The one time I had to talk to a Scary Famous actor, I did so for two reasons.  1.  I was mildly curious and he seemed vaguely affable.  2.  He was consistently failing to find his light, owing to shocking inconsistency in where he went on stage.  Motive 1. wasn’t really going to swing it for me by itself, because I’m not particularly good at talking to strangers, but motive 2. was becoming such a problem that the whole lighting department was getting genuinely angry about it.  As possibly the most junior member of the department, and arguably the least fussed, I wasn’t really candidate material for the ‘can you please stand still so we can light you’ conversation – but none of my colleagues seemed willing to give it a go.  When I finally mustered the guts to go up and ask the actor to behave himself, please, he fairly enough asked why it had taken so long for us to tell him this.

“We’re intimidated,” was the answer that came naturally to my lips, and even as I said it I realised it was probably true.  Why?  The very idea seemed ridiculous – intimidated of a vaguely ginger guy who couldn’t find his light and or tell his DMX from his MIDI?  Sure, he’s a good actor but I’ve met good teachers, and good doctors, and good writers whose work I have admired and respected and with whom I have had no problems whatsoever in striking a conversation.  And damnit, it seemed even more absurd that I was intimidated, considering that I’d been force-feeding Stephen King ice from a bucket by the age of 3 (long story) and knew perfectly well that the authorial aspect of my life could cause surprise and consternation, were it to be revealed.  What was it about fame that changed things?  I wanted absolutely nothing from this man other than he stood two steps further downstage so we could light him.  I was vaguely curious as to how he’d respond to this request, but then I was also vaguely curious as to the story of the man behind the bar who appeared to have votive Buddhist tattoos up his right arm, so that interest is pretty generic.  Perhaps it was the praise of so many others – at the point where strangers are willing to offer their time, their interest, their adoration and quite possibly their clothing up to this rather random individual, starting a conversation with anything less than a high-stakes opener seems a little frail.  There is a sense that, in terms of our social expectations, those who have Scary Fame are functioning in a world so far removed from what the rest of us understand that bridging the gap is in itself, a complex diplomatic procedure, and one I wasn’t really revved for.

“Why don’t people just talk to me?” offered Scary Famous Man.

I made feeble noises.  Eleven novels in – more than a million words behind me and a few award nominations to boot – and I settled for default neutral sounds.  My ‘ah’ was on top form.

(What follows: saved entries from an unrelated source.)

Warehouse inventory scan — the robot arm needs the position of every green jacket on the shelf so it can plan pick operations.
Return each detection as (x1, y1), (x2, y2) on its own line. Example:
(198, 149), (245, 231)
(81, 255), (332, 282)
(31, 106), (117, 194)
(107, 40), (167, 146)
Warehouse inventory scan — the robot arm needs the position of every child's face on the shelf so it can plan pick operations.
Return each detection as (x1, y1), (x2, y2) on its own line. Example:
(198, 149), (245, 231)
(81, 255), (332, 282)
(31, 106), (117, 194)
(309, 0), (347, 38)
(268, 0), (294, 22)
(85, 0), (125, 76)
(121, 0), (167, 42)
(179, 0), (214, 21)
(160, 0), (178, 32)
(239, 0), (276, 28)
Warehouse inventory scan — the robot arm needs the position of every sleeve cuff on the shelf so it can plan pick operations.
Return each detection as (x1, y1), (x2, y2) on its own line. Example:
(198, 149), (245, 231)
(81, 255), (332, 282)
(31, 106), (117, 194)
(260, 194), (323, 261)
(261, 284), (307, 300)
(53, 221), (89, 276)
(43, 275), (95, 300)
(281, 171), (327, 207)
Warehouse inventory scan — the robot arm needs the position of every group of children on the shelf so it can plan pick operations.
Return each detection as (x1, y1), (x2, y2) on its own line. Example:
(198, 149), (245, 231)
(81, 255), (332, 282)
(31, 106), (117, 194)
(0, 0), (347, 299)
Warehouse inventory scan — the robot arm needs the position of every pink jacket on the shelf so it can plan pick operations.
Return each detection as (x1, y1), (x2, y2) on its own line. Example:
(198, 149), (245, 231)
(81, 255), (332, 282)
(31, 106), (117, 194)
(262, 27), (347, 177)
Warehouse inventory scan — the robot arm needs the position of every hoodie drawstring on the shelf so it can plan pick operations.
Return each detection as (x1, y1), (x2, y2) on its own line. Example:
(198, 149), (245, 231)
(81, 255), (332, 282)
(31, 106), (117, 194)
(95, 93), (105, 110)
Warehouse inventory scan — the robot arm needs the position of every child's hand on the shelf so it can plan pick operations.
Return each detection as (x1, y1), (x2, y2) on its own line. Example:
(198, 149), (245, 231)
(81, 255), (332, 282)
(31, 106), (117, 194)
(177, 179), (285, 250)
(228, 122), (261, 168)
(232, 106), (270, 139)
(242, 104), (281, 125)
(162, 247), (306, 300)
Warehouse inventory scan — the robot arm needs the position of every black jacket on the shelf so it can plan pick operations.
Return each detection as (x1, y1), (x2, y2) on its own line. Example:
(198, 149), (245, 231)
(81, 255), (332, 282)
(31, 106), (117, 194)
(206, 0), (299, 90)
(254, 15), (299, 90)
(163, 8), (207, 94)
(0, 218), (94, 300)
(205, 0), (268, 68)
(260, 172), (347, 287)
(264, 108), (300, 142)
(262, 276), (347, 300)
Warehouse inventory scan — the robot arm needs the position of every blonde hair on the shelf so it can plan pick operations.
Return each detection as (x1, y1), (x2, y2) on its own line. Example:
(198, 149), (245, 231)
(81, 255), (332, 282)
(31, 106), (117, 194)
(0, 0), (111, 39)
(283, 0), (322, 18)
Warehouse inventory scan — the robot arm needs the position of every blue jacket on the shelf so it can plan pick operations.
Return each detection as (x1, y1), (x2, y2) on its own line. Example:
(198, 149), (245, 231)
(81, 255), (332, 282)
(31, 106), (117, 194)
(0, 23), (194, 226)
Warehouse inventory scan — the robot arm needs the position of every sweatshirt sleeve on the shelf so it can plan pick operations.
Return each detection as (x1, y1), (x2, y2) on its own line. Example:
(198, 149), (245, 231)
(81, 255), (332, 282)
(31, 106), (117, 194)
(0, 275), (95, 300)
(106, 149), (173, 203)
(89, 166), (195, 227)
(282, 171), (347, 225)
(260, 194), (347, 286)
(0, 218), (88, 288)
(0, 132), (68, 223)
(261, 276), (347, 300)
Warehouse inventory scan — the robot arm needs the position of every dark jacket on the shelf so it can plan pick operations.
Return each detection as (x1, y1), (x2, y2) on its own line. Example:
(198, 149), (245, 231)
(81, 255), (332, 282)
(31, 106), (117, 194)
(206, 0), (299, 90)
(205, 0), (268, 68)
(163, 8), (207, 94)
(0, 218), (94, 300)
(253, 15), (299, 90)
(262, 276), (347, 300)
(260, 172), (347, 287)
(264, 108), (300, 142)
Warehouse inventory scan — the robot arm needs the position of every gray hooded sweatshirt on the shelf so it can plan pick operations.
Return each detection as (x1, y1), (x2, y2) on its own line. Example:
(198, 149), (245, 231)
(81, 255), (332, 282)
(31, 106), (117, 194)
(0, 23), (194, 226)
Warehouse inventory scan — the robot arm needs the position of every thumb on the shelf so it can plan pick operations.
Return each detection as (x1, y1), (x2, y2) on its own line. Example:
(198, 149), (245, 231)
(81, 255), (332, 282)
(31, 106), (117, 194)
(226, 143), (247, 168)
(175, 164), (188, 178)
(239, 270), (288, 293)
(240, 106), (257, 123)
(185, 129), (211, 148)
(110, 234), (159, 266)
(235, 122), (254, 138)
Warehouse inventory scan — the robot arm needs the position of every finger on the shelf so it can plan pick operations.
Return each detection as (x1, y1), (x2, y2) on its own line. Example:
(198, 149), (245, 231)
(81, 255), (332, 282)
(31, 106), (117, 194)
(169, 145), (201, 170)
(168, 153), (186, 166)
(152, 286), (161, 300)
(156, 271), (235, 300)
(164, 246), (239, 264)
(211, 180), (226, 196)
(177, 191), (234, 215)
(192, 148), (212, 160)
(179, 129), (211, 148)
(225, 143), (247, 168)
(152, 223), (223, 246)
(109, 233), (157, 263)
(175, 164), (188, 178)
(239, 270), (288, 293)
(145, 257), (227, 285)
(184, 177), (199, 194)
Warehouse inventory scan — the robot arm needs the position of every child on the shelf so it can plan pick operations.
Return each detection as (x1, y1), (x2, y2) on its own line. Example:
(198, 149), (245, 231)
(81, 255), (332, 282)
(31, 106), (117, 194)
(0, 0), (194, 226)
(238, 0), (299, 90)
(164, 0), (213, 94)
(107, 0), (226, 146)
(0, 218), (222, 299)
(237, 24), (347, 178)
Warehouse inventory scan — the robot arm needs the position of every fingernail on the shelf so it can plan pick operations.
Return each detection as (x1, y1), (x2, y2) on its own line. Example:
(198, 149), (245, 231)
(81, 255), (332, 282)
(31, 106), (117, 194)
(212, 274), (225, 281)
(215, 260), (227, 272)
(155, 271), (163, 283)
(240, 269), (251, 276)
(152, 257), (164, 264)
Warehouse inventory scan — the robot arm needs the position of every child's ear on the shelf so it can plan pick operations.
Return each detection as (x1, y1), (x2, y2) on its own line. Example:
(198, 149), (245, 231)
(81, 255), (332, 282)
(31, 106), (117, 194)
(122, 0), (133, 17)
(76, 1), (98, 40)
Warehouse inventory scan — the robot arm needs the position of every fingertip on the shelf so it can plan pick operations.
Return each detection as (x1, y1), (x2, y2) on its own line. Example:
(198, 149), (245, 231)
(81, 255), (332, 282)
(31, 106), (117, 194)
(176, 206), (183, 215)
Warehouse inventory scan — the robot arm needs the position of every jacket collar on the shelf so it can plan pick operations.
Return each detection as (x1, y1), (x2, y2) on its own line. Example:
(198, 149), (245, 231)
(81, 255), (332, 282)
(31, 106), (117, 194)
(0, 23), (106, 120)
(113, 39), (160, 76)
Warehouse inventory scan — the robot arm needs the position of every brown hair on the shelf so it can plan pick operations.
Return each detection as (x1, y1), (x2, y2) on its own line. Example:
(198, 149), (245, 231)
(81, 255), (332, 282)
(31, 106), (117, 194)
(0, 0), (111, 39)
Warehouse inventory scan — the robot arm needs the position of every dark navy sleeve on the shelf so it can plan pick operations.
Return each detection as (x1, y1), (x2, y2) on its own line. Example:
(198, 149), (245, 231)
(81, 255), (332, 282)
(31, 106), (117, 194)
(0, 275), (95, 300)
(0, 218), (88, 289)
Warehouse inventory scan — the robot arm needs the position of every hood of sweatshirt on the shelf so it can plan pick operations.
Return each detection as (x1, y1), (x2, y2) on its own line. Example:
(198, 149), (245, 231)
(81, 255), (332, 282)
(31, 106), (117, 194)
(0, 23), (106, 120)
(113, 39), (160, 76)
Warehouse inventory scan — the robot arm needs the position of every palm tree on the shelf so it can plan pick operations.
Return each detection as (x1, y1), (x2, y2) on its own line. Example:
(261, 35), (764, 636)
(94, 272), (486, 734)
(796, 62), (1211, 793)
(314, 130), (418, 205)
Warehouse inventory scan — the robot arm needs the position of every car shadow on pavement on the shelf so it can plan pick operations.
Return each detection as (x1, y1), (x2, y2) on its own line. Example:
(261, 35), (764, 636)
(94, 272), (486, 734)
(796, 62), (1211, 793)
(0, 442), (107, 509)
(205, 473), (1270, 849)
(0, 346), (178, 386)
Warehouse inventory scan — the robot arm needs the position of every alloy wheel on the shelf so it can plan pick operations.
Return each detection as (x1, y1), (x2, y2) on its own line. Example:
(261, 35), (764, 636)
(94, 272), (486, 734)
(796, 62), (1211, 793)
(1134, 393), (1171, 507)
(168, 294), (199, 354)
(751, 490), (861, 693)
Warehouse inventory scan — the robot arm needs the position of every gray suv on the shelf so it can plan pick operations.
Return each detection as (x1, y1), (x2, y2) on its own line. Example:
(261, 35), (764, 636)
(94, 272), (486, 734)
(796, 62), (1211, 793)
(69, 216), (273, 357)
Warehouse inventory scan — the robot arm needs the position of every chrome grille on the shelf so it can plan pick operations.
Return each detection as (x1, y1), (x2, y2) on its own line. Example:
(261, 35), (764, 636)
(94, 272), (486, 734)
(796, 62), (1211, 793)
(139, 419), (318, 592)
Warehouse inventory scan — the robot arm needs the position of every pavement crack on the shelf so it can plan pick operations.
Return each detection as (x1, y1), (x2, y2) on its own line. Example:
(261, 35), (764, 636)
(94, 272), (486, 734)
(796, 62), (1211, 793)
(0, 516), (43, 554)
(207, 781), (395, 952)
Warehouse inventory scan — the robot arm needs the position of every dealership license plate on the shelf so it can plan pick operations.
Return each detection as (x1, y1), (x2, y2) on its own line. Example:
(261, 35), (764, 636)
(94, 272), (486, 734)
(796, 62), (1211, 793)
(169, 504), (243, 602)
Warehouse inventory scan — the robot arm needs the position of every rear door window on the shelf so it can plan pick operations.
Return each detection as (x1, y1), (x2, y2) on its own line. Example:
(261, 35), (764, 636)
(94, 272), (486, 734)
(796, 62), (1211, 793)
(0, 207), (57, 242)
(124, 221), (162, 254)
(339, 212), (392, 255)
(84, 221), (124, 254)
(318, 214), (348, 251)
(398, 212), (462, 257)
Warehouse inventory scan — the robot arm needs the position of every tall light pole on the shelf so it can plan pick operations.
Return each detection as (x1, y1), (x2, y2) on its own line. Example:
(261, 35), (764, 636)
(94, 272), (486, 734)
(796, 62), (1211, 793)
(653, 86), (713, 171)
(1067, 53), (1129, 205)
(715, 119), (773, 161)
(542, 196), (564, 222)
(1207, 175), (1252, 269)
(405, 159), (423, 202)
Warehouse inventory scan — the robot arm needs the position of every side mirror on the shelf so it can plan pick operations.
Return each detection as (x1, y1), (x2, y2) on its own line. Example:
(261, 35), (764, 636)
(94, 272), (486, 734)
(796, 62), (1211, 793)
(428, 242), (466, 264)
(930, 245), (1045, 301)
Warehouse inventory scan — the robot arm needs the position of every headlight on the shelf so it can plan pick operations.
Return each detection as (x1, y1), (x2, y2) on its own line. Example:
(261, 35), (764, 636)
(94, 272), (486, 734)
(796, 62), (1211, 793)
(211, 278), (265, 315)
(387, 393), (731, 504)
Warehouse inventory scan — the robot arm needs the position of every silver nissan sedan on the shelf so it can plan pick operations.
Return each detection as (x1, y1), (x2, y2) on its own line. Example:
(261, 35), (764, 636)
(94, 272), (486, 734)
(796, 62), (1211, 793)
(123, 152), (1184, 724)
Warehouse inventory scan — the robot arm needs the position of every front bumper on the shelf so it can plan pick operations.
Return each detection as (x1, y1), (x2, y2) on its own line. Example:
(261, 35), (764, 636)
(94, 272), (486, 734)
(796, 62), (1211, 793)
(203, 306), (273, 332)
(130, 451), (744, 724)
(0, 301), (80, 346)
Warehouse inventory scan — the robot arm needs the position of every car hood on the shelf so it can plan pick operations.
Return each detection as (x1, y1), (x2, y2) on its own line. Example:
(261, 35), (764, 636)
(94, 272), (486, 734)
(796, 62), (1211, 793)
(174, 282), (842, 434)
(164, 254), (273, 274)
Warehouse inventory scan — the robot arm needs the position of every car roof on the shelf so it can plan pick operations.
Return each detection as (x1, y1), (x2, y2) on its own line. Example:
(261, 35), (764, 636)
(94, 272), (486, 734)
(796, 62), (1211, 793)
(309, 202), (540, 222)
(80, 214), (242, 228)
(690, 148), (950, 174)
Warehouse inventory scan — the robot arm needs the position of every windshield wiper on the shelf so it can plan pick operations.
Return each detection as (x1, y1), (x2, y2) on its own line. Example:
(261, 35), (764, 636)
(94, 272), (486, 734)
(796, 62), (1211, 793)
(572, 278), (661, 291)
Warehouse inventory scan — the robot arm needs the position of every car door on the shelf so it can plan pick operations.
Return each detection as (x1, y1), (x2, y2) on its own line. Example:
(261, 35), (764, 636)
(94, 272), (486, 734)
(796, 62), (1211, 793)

A minor conversation therein followed about the difficulties of talking to people.  I suggested that being a female graduate of the London School of Economics didn’t necessarily give you the right tone to be a lighting technician.  I found myself using ‘mate’ I explained, despite plainly being what I was – a graduate of a posh girls school in West London who’d gone on to study the Ottoman Empire before discovering that Lights Are Cool.  It was just a form of social blending.

“I hate that,” exclaimed Scary Fame.  “I hate it when people are all like ‘yeah, yeah, mate, how you doin’?’ when they’re actually posh.  Just be yourself!”

I may have fallen back on more neutral sounds at this juncture.  I was, after all, guilty of this sin already…

Three days later, I was doing my pre-show checks and there was Scary Fame, warming up on stage.

“Hey, mate, you okay?” asked one of the stage hands.

“Yeah, yeah, mate, grand,” came the reply.  “How you doin’?”

I managed to make it into a backstage corridor for laughing out loud.  For all of Scary Fame’s exclamations to the contrary, it seemed that even he, despite the adoration, praise and appreciation, still needed another kind of belonging… and suddenly it was far harder to be intimidated in any way at all.